The Neutral Interest Rate and Fiscal Policy in Brazil

BRAZIL ECONOMICS - Report 22 Aug 2022 by Affonso Pastore, Cristina Pinotti, Paula Magalhães and Diego Brandao

It is known that economically mature countries tend to have low neutral interest rates. The causes are also known, ranging from the demographic transition to the lower investment rate, and it is necessary to understand how monetary policy operates when the interest rate in equilibrium approaches the zero lower bound. For Brazil, extensive empirical evidence exists about the decline of the neutral interest rate, but the reasons given are not the same.

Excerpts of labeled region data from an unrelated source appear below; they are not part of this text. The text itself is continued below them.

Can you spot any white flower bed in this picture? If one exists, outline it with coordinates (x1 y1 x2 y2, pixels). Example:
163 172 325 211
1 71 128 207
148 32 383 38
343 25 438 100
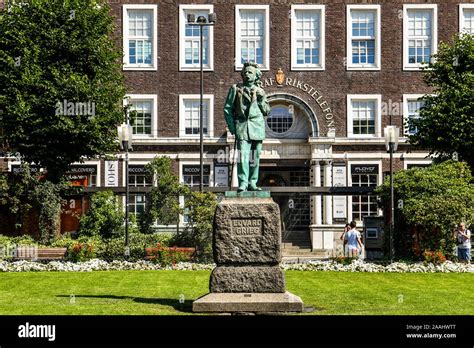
0 259 474 273
282 260 474 273
0 259 215 272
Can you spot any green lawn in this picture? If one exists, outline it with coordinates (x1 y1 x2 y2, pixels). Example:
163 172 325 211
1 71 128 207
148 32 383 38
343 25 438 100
0 271 474 315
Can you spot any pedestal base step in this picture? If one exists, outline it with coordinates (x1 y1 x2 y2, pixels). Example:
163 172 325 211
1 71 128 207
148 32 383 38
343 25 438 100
193 291 303 313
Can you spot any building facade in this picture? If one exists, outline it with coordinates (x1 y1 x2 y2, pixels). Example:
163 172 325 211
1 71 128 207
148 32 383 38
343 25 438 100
3 0 474 256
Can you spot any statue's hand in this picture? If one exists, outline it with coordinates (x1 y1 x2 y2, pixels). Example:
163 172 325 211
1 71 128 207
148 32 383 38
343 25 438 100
255 87 265 100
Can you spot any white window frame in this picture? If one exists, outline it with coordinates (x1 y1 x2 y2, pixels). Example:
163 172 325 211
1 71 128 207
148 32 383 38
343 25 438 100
459 4 474 33
403 94 426 137
179 94 214 138
179 4 214 71
291 5 326 71
403 4 438 70
235 5 270 71
346 5 382 71
123 94 158 141
346 94 382 138
121 160 151 219
347 160 383 226
122 5 158 71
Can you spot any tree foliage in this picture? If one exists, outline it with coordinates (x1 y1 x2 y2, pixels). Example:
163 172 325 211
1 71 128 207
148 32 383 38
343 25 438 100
183 191 217 262
376 161 474 256
0 163 69 243
79 191 124 239
140 157 189 233
0 0 125 182
409 34 474 168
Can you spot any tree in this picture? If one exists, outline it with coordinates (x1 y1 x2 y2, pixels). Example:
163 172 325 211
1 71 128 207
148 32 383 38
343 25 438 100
79 191 124 239
0 0 125 182
182 191 217 262
375 161 474 257
409 34 474 168
0 163 67 243
140 157 189 233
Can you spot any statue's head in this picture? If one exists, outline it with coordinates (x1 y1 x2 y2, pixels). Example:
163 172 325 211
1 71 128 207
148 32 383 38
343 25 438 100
240 62 262 83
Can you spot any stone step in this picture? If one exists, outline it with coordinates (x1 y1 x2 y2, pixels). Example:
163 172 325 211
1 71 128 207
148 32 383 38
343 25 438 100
282 237 310 242
282 249 316 256
281 243 311 249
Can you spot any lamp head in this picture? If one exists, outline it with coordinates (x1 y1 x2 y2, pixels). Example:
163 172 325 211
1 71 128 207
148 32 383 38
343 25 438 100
384 126 400 151
209 13 217 23
196 16 207 24
188 13 196 23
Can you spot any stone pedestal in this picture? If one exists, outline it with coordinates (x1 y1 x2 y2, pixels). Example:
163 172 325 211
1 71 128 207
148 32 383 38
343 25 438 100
193 191 303 313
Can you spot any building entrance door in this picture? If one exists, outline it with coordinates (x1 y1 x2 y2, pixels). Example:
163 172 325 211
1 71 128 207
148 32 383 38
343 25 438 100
260 166 310 246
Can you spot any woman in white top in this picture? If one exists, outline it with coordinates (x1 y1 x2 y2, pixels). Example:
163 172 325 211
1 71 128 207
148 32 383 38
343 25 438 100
344 221 362 257
457 222 471 262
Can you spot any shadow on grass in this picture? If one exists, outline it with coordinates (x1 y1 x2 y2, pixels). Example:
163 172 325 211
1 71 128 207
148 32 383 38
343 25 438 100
56 295 193 313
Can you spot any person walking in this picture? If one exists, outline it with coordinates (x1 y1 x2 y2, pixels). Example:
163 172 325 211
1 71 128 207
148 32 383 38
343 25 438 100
457 222 471 263
339 223 351 256
344 221 362 257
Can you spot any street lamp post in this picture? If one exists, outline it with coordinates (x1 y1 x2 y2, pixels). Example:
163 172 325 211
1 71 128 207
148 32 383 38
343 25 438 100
384 125 400 262
117 119 133 257
188 13 216 192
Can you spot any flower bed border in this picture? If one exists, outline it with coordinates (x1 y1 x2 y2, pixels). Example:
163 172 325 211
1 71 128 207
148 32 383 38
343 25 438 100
0 259 474 273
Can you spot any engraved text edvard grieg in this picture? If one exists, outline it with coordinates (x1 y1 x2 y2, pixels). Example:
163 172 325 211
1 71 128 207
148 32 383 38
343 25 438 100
231 219 262 237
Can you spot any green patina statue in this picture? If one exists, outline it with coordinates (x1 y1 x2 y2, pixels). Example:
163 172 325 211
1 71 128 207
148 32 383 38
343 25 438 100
224 63 271 192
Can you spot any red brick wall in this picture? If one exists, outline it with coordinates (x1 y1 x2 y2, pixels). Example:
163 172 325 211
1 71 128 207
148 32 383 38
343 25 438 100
110 0 466 137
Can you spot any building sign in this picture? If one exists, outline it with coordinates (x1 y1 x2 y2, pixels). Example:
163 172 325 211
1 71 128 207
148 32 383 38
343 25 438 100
230 219 263 237
128 166 148 175
12 164 40 174
105 161 118 187
262 71 336 133
65 164 97 186
183 165 211 175
214 165 229 187
351 164 379 174
332 165 347 220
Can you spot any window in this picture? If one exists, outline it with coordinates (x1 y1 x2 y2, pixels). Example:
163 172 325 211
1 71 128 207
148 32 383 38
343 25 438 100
235 5 270 70
179 5 214 70
267 105 293 134
179 94 214 137
403 5 438 70
128 165 153 217
347 5 381 70
183 164 211 187
347 94 381 137
403 94 424 135
125 94 157 138
351 164 379 221
366 227 379 239
123 5 157 70
291 5 325 70
459 4 474 34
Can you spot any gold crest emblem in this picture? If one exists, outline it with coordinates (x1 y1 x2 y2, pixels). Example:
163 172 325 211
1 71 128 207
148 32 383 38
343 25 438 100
275 68 285 86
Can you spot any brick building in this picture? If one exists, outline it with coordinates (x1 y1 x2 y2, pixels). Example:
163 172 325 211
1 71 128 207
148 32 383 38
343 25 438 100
3 0 474 255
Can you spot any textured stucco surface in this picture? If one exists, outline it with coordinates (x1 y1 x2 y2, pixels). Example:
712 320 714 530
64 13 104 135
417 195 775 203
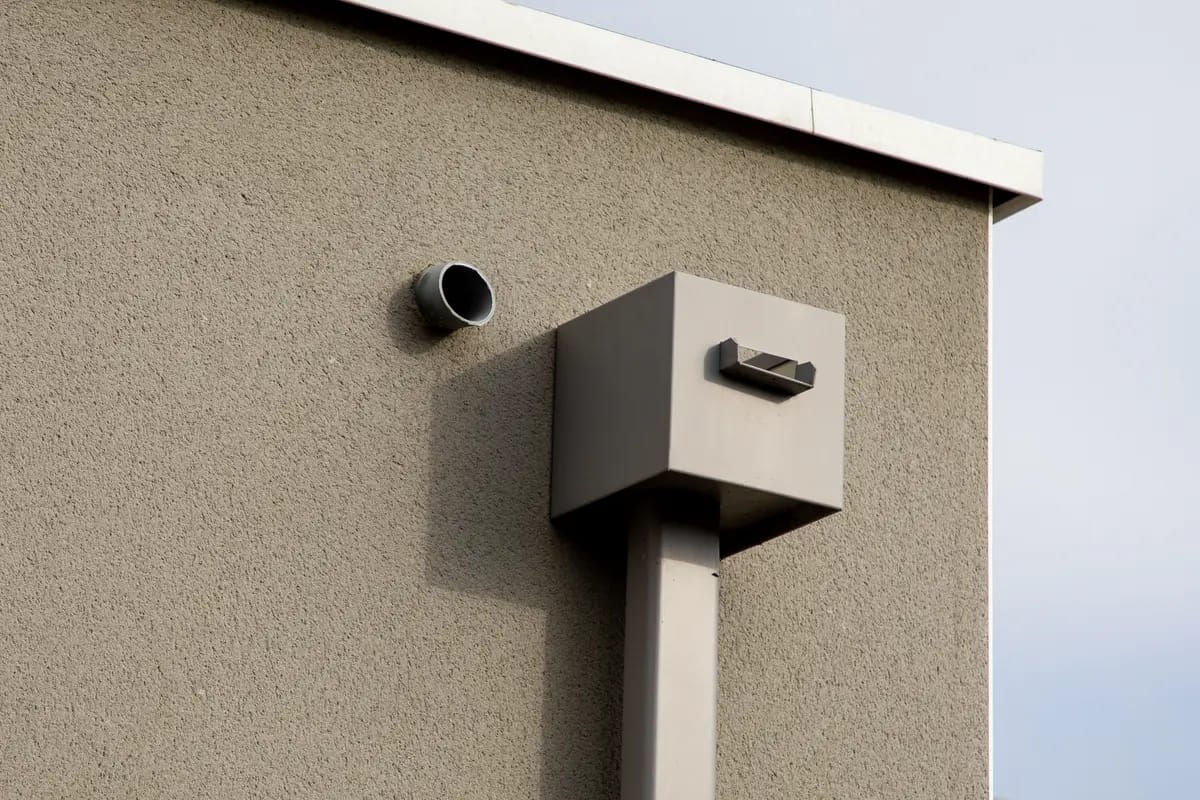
0 0 988 800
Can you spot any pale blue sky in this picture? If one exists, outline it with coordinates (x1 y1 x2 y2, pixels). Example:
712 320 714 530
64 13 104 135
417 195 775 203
526 0 1200 800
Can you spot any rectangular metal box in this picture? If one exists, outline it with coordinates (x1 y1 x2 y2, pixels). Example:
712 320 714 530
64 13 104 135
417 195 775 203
551 272 845 554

The objectives of this report are to demonstrate that both the declining trend and fluctuations of the neutral interest rate are a consequence of fiscal policy; and to examine some of the consequences. Based on its independence in using the monetary policy instrument – the basic interest rate – the Central Bank can set the inflation target either according to a low or high neutral interest rate, but what determines whether this rate is high or low is fiscal policy. In the years when the country’s fiscal framework was on the road to consolidation, with the approval of the Fiscal Responsibility Law and the generation of primary surpluses that were reducing the debt/GDP ratio (enabling the country’s promotion to investment grade rating), the yields of the NTN-Bs were falling steadily, accompanying the estimates of the decrease of the neutral rate.

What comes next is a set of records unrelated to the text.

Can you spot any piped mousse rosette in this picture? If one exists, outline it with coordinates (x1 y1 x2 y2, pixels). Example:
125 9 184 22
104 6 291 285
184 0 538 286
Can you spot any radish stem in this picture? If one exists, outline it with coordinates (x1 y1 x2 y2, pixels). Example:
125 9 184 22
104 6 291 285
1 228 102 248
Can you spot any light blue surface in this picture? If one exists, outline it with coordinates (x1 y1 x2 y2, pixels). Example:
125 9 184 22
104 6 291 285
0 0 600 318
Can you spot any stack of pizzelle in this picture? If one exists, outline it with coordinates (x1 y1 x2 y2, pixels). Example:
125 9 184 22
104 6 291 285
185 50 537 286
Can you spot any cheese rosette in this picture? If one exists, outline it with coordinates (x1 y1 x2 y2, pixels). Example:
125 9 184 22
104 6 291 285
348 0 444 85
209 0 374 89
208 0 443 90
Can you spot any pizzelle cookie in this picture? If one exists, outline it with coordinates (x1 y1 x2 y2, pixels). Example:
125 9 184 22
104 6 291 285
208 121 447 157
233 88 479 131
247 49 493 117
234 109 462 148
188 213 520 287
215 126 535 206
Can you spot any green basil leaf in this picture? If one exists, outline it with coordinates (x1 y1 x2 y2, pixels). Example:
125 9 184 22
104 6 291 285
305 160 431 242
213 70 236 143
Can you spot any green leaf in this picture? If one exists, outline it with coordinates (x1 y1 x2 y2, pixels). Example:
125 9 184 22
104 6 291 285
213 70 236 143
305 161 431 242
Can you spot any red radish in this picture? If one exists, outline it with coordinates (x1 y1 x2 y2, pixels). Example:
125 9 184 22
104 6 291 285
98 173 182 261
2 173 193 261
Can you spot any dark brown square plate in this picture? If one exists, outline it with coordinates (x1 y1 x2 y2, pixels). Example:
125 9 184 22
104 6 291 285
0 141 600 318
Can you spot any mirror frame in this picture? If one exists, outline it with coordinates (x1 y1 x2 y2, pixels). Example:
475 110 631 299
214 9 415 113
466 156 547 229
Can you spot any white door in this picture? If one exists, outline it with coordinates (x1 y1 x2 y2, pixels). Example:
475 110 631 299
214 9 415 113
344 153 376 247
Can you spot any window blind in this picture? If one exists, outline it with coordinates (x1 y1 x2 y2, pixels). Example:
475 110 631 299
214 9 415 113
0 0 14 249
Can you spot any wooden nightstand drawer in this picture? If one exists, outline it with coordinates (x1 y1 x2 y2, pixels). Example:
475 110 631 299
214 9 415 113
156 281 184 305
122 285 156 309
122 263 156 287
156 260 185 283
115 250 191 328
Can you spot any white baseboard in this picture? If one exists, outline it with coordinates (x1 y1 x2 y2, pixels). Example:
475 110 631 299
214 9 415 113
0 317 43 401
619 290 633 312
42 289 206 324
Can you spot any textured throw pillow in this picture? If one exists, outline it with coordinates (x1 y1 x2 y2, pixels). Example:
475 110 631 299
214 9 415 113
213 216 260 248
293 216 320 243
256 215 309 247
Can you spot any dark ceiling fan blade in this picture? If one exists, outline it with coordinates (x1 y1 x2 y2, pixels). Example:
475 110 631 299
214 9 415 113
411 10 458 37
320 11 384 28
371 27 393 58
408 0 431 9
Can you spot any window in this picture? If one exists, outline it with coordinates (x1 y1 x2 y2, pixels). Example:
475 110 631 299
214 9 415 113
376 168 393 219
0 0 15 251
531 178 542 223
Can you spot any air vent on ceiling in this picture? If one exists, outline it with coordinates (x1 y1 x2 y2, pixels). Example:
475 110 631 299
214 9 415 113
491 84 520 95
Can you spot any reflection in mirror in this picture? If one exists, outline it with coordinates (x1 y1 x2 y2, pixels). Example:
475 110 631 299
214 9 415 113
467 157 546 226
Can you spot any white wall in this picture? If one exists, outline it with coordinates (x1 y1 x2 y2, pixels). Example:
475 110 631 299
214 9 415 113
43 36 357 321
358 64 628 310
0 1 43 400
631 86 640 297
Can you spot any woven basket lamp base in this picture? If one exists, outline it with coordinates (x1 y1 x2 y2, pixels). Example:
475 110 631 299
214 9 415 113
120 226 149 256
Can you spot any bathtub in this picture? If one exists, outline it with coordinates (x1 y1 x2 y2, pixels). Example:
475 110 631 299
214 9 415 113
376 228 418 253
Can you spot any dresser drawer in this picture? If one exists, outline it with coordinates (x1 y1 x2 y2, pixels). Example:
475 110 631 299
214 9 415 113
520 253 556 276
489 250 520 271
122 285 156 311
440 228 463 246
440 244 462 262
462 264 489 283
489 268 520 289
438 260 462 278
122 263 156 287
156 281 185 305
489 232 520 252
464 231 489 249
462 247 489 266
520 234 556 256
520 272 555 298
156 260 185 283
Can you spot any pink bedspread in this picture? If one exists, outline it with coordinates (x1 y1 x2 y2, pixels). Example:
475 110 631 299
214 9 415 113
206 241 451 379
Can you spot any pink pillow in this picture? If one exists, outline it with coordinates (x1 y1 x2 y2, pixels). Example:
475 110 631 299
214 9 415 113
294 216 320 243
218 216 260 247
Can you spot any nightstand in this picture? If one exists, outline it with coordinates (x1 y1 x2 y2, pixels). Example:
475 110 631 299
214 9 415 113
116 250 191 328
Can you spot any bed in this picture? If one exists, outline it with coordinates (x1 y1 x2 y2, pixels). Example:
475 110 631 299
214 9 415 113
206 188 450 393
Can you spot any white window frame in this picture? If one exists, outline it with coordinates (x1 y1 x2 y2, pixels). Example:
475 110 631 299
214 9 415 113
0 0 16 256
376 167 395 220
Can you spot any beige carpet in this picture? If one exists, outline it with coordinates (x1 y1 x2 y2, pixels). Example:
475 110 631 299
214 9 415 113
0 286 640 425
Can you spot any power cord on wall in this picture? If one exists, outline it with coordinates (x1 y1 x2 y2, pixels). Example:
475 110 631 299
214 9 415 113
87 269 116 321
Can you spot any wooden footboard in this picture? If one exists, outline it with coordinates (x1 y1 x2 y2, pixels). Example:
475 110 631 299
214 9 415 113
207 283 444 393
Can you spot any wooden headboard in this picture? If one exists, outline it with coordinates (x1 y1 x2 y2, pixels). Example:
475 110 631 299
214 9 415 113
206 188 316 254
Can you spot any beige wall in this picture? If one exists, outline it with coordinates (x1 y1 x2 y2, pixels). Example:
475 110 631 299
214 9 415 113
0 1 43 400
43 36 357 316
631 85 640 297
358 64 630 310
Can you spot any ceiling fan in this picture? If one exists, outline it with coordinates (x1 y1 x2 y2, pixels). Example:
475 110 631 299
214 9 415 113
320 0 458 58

When the government adopted the “spending is living” fiscal policy, the neutral rate resumed rising, only returning to the downward trend when the enactment of Constitutional Amendment 95 imposed obedience to the intertemporal budget constraint. Since the waning days of the pandemic, however, the pieces composing Brazil’s fiscal framework have been diligently destroyed, with the consequence being elevation of the real interest rate accompanying the rise of the neutral real rate. From here on, two paths can be taken. The first would be resumption of the earlier trend, of progressive improvement of the fiscal framework, with all its positive consequences. The second is to formulate arguments seeking to legitimize a loose fiscal framework. Despite the negative consequences, this route unfortunately has the support of many.